Please note... No one in Browning, Great Falls, or Durham ever suggested hospitalization. As they say in the States, if you want to understand something follow the money trail. They knew I needed rest, that I was in danger of having a thrombosis or stroke, and needed to be watched. But... economically they couldn't justify admitting another patient without health insurance!
Not just uninsured, but an expatriate!
In October 2004 on my 62nd birthday I began receiving retirement Social Security from the US. In October 2007 when I turned 65 I enrolled in Medicare, along with Part B for Medical Care Outside the Hospital. Part B costs $96.40 a month, deducted from my retirement pension.
Medicare and Part B are not payable outside the US (with very few exceptions). Why, then, have I paid in the last two years $ 2,313.60 for benefits I don't receive? Because, I never want to be caught in the USA again as an Uninsured.

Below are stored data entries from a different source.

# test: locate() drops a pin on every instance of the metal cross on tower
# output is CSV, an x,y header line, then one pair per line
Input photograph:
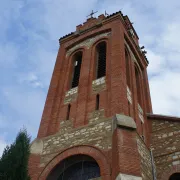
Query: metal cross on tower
x,y
92,13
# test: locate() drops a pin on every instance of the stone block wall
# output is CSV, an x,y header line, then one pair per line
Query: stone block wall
x,y
166,146
98,133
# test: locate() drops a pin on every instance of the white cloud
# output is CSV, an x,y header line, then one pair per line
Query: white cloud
x,y
29,42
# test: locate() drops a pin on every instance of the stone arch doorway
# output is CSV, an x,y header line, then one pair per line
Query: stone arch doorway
x,y
175,176
81,167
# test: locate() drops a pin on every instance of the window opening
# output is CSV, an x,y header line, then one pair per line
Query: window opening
x,y
97,102
76,69
101,60
138,87
127,69
175,176
68,112
129,108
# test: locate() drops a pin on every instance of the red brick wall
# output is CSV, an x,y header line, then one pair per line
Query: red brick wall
x,y
113,99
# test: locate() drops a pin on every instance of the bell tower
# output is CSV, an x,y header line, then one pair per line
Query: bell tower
x,y
94,123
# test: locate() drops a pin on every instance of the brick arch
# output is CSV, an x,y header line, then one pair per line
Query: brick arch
x,y
168,172
93,152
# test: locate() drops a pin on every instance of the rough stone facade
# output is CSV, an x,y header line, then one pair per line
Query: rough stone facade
x,y
98,134
112,128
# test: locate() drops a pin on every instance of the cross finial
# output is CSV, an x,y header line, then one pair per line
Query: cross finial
x,y
92,13
106,14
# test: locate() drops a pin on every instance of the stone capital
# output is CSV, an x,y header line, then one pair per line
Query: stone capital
x,y
127,177
122,121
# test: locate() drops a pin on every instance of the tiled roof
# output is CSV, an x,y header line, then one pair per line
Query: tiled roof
x,y
106,18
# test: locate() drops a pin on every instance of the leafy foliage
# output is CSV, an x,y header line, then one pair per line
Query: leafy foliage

Now, ironically, my health is weaker than before, which means I am less likely to make the difficult trip to my homeland. Being basically optimistic, it's unlikely I will ever accept the idea that I will never return for a visit, or even stay (if I win the Publishers Clearing House!).
Another irony, I voted for Barak Obama to get the US out of foreign adventures and so all Americans could have health coverage. Now it looks like extended health coverage for American expatriates won't happen, even for those of the 5.26 million non-military living abroad that are old enough to receive Medicare coverage.
In some ways it's better here...
In Russia, except for a very rare exception, medical care is never denied or rationed the way it is in America. True, you may have to wait a long time for treatment, and to get the top level surgeons you need to pay, or there are gifts expected, but initial treatment and hospitalization isn't routinely refused as it is in the United States. This isn't just a hold over from Soviet time, but reflects an attitude of the Russian people.
Much like propiska which guarantees everyone a place to live, the Russian assumption that naturally no one is turned away for treatment reflects what to them is a normal view of good human behavior. I have seen the kindness, intelligence, and often enthusiasm of the doctors in the Russian system, and I prefer it to the American one I experienced before.